Переодеваясь, Сергей поглядывал на себя в зеркало. «Да-с, морденция!.. Будто с перепою, да ещё и после драки… То-то мамочка ахнет!.. Врать что-то придётся… Ладно, не узрела бы кровоподтёков от ремней!»
Последнее время Сергей частенько думал о матери, звонил, обещал приехать, да все как-то мешали дела. А нынче вот сидеть бы с этакой-то физиономией дома, не показываясь на люди, а ведь нет: потянуло вдруг к мамочке!
«Покуда мать есть, все мы — дети!» — подумал он, вглядываясь в гладь набегающего шоссе, видя и не видя прошмыгивающие встречные автомобили. «И чуть что нас ошарашит — тянемся к ней ручонками!.. Странно, не правда ли, товарищ лётчик-испытатель первого класса?.. Хорошенькая авантюристка подхватила тебя на крючок — и ты каждый день бегал к ней в больницу!.. А тут самая чуткая, самая бескорыстно любящая женщина — мать, и ты три недели не мог выкроить для неё часок?!» — «Я — что, я — как все!..» — «Хотя своей матери ты должен был бы каждое утро и каждый вечер коленопреклоненно целовать руки!»
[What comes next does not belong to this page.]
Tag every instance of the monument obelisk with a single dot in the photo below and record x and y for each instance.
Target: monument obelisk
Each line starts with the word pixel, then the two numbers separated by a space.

Антонина Алексеевна Стремнина — народная артистка республики, солистка оперы, рано овдовев, сумела одна вырастить и воспитать сына. И надо отдать ей должное: при всей своей занятости в театре и ежедневной кропотливой работе сумела воспитать в сыне чувство ответственности, самым серьёзным образом внушая с малых лет мысль, что он единственный в доме мужчина — её опора, её защитник, — и от того, как он станет ей помогать, будет зависеть и её здоровье, и её настроение, и даже её успех в театре, и эта установка на самостоятельность более всего способствовала раннему формированию в нём добросовестности в любой работе и самодисциплины.